Like it or not we can’t go back. Specific social media platforms may come and go (MySpace anyone? ) but it’s the village square now and if you want people to find and hopefully utilize your products and services, you’ve got to show up. Because I work with small businesses and have a lot of friends who are artists and entrepreneurs I know this is a struggle. But what if it didn’t have to be ? What if we could find a way to make marketing fun? Impossible you say? I’m not so sure.
Let’s try a little re-framing exercise. Have you ever worked on a project or seen a piece of art or eaten a meal or heard music that you adored? That you just wanted everyone else to experience? That you couldn’t wait to tell people about? What if we could harness that kind of natural enthusiasm about our own work life and share that with the people around us? I’m not talking about the “Hey here’s a picture of my really cute dog” or “I’m so mad at the political scene” kind of sharing which dominates my personal Facebook feed. We’re talking about marketing a business after all. But that doesn’t mean that your business social media stream has to turn into a used car lot- constantly hawking your wares. In fact, if you primarily use it for that kind of self promotion, it’s likely that no one is going to tune in at all.

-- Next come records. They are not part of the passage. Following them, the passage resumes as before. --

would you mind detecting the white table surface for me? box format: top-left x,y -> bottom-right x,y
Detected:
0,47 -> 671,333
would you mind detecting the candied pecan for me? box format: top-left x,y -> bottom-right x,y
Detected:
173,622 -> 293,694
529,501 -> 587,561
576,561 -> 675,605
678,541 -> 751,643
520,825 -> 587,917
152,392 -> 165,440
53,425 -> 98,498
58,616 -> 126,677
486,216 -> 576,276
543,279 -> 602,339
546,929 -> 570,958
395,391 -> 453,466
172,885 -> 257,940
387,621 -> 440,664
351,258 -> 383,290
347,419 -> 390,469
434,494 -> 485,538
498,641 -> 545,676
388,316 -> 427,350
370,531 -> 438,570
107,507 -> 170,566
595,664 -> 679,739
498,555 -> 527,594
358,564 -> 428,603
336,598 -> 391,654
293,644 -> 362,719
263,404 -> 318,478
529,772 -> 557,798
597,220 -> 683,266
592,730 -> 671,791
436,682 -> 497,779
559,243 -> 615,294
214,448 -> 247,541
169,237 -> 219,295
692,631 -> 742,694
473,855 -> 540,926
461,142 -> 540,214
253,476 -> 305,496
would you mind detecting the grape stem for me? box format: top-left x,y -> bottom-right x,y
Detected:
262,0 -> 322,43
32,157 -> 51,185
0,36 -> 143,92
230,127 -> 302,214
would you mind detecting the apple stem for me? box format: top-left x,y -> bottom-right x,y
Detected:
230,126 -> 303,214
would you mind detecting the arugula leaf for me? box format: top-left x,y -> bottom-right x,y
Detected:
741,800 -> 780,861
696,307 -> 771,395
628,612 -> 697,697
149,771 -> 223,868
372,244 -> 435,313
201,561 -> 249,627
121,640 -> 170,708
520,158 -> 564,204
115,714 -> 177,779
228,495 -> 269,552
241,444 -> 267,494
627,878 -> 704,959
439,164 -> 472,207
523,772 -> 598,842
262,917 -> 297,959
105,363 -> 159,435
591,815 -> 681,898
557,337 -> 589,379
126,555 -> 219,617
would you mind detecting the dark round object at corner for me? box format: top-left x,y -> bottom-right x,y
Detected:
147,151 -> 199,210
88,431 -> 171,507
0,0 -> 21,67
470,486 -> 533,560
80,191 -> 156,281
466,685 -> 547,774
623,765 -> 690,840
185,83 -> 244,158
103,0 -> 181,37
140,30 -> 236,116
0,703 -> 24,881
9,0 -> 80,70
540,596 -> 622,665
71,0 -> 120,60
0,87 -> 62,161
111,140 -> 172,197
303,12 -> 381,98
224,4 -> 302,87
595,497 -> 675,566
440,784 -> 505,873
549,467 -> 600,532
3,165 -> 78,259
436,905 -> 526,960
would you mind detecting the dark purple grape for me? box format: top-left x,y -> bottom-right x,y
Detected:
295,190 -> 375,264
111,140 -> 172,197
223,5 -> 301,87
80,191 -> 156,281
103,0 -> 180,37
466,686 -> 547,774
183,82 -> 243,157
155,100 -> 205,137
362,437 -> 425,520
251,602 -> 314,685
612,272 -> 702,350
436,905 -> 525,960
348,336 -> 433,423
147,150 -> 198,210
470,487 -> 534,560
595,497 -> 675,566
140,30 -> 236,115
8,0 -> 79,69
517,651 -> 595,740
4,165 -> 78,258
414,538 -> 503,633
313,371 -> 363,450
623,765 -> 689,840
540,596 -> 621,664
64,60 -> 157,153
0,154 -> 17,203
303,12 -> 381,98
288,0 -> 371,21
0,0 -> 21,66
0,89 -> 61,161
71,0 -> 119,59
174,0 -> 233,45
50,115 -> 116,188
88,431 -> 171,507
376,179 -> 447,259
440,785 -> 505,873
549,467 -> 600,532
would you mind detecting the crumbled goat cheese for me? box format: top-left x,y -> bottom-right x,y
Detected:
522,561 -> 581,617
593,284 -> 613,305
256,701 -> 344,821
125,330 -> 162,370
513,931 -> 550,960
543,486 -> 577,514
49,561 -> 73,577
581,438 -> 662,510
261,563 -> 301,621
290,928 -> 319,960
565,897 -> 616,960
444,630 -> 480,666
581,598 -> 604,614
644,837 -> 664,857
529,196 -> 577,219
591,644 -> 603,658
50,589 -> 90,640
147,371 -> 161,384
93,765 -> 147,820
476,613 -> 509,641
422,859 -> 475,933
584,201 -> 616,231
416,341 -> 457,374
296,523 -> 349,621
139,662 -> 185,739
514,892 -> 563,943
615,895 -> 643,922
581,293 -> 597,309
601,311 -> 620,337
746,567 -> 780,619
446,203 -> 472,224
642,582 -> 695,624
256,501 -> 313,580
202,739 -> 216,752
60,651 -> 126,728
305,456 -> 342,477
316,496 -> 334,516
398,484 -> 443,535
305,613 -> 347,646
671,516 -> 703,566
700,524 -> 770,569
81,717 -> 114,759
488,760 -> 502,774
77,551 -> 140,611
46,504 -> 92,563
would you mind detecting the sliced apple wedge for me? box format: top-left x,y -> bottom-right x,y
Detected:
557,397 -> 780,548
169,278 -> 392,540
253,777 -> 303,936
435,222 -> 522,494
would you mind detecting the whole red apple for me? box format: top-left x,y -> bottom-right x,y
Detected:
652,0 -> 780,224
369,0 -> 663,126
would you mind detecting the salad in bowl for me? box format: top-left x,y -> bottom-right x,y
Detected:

If you are doing work you love or offering a service or product that you passionately believe in, why not share a piece of that passion? It doesn’t have to be a long post like this one. (Whoops.) But it has to be authentic. Maybe it’s a link to a great podcast you heard, or a memorable experience you had with a client, or a snapshot of a work in progress. I’m going to start thinking of it as the work story I might share with a friend at the bar, after a long and productive day. In his book Show Your Work Austin Kleon lists lots of fun ways to share what you do. And like Sarah D. Benoit, Kleon dispels the myth about using social media to sell things. What we’re really doing is creating community. Stepping away from our desks to stretch our legs in the village square, stopping by the community well to get a sip of water, and having a chat with whoever we see there. Just checking in and telling them what’s going on.
Sarah H Benoit shares her social media smarts.